Policy Documents

Issue Analysis: Analyzing Georgia’s Tax Reform Proposal

Kelly McCutchen –
March 28, 2011

Starting Point: The Tax Council’s Final Report

When the Georgia Council on Tax Reform and Fairness submitted its final recommendations, the fiscal impact had not been fully calculated. Fiscal conservatives were concerned this was a large tax increase, even though the Tax Council emphasized its goal of making the proposal revenue-neutral. The intent of the Council was for lower tax rates to offset additional revenue.

When the final fiscal analysis was presented, it showed that an immediate reduction to an income tax rate of 4 percent would still result in excess revenues of almost $1 billion[1] -- enough to reduce income tax rates to approximately 3.5 percent. With this knowledge, the Joint Committee was able to forgo several proposed new taxes and still provide for an income tax rate of 4.5 percent.

The Number One Goal: Economic Growth

The growth rate of per capita personal income in Georgia over the past decade is next to last in the nation. We obviously need something to give our economy a jolt. Economists tell us reducing income tax rates is the best policy solution to stagnant growth. This clearly works at the national level, but how about the state level? The Federal Reserve Bank study below is one of many studies showing that income tax rate reduction is a good policy for state tax reform.

In examining the impact of average tax rates and marginal tax rates on income growth over the period of 1961-1992, the Federal Reserve Bank of Atlanta concluded, “relative marginal tax rates have a statistically significant negative relationship with relative state growth.” It further found that state and local tax rates “have temporary growth effects that are stronger over shorter intervals and a permanent growth effect that does not die out over time.” The study states, “If growth is a policy objective, one should, at the very least, assess whether tax policies are out of line with other states. If long-term growth rates seem too low relative to other states, lowering aggregate state and local marginal tax rates is likely to have a positive effect on long-term growth rates. This likelihood is greater if the reduction in marginal tax rates is sustained rather than temporary.”[2]

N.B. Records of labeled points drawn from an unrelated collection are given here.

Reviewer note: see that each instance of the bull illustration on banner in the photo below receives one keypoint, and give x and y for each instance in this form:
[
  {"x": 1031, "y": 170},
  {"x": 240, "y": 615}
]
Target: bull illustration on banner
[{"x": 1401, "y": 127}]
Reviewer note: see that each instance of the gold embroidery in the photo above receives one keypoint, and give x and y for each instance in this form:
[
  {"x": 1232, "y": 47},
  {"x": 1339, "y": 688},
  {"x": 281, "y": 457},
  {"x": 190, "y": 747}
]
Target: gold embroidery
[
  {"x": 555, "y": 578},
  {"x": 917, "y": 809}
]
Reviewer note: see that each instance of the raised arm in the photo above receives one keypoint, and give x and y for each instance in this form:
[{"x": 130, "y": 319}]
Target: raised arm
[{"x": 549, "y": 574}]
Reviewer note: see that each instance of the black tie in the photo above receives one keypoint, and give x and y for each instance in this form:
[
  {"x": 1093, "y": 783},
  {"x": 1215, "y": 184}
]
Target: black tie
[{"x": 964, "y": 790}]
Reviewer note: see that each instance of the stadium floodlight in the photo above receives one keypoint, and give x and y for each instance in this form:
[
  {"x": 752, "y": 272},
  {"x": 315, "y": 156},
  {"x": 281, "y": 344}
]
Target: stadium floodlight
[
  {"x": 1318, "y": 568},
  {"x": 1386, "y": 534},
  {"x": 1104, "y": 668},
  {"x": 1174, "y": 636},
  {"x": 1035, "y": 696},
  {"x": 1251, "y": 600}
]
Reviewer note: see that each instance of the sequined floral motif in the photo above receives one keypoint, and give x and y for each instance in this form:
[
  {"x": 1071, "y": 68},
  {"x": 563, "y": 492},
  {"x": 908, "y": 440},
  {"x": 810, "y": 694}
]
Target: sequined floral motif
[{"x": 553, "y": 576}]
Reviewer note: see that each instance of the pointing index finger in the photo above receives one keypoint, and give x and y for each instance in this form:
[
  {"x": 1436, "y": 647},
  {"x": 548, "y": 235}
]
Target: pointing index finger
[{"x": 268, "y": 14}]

Changes in the personal income tax also impact small businesses. Ninety-three percent of small businesses are organized as “pass through” or “flow through” entities – sole proprietorships, partnerships, Limited Liability Companies (LLCs) or Sub-Chapter S corporations. These entities are not subject to state or federal corporate income taxes; their net income is passed along to the owners who pay personal income tax on that income.

These businesses produce over half of the business net income in the nation.[3]This means that a reduction in the personal income tax rate is a tax cut for entrepreneurs and the majority of small businesses in Georgia. In fact, many of the taxpayers who appear “rich” are in fact small business owners recognizing a one-time windfall of revenue from selling their business. This is often the nest egg that will provide for their retirement. There are many anecdotes of small businesses moving to Florida just before their sale to avoid Georgia’s 6 percent income tax rate.

Many recommendations from the Tax Council’s original plan have been removed in the final proposal, but the most important part – the reduction in the personal income tax rate – remains.